South Korean liner operator SM Line Corporation has asked executives to take a 10% salary cut as the company suffers from falling container volumes amid the COVID-19 outbreak.
SM Line was established in 2016, after the Samra Midas Group acquired the remaining portfolio of bankrupt Hanjin Shipping. The company operates intra-Asia and trans-Pacific services, using 17 ships with combined capacity of around 74,000TEU.
COVID-19 surfaced in Wuhan, China, in December 2019, but has since spread nearly worldwide, with negative impact on consumer demand.
Container shipments to and from China have slowed. According to the Yellow Sea Liners Committee, which covers trade between South Korea and China, container volumes between both countries increased by 5% year-on-year in 2019, to over 3.17 million TEU. South Korean containerised exports to China grew by 3% to 1.1 million TEU, while containerised imports from China were up 4% to over 1.8 million TEU.
However, the Yellow Sea Liners Committee estimates that as a result of China’s prolonged Lunar New Year holidays (as a COVID-19 consequence), containerised imports from China have plunged by 70% year-on-year in the first quarter of 2020.
SM Line’s CEO, Kim Chil-bong, said that it is necessary to cut costs to tide the company over during this challenging situation.

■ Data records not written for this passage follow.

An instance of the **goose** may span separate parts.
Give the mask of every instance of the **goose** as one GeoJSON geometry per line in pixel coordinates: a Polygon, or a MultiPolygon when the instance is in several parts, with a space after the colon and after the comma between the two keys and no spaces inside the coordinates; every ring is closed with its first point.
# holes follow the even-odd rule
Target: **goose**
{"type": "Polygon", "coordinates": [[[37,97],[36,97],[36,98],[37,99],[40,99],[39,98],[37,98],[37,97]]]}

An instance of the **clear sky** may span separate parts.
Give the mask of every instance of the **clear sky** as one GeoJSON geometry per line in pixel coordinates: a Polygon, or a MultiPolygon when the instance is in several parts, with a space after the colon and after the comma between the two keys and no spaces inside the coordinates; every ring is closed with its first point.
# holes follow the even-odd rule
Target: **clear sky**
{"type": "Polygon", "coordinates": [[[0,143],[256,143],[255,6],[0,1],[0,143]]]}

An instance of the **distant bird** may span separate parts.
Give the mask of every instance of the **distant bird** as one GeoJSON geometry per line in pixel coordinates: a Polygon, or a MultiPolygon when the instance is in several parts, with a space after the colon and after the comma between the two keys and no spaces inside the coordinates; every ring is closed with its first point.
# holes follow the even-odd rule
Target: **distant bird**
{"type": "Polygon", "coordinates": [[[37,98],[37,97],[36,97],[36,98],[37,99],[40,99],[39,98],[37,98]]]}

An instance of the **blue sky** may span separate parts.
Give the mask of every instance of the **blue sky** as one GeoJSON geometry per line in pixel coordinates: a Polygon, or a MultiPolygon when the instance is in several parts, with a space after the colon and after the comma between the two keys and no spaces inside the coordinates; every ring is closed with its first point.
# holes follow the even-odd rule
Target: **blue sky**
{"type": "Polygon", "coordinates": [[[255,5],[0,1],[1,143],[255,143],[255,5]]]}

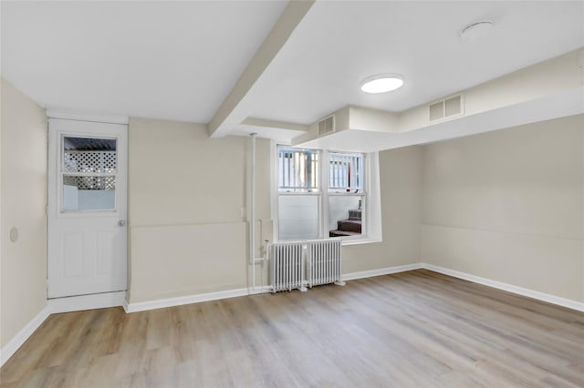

South Korea itself has also gone on red alert as local COVID-19 infections stand at nearly 1,000, becoming the largest cluster outside China, where nearly 80,000 infections have been recorded.
Kim said that SM Line will offer up to four weeks of unpaid leave to employees who need to go for health checks or care for their children, as kindergartens and schools in certain areas have been closed.
Chil-bong said, “None of our employees have been quarantined or are suspected to have COVID-19. We’ll all work together to overcome this crisis.”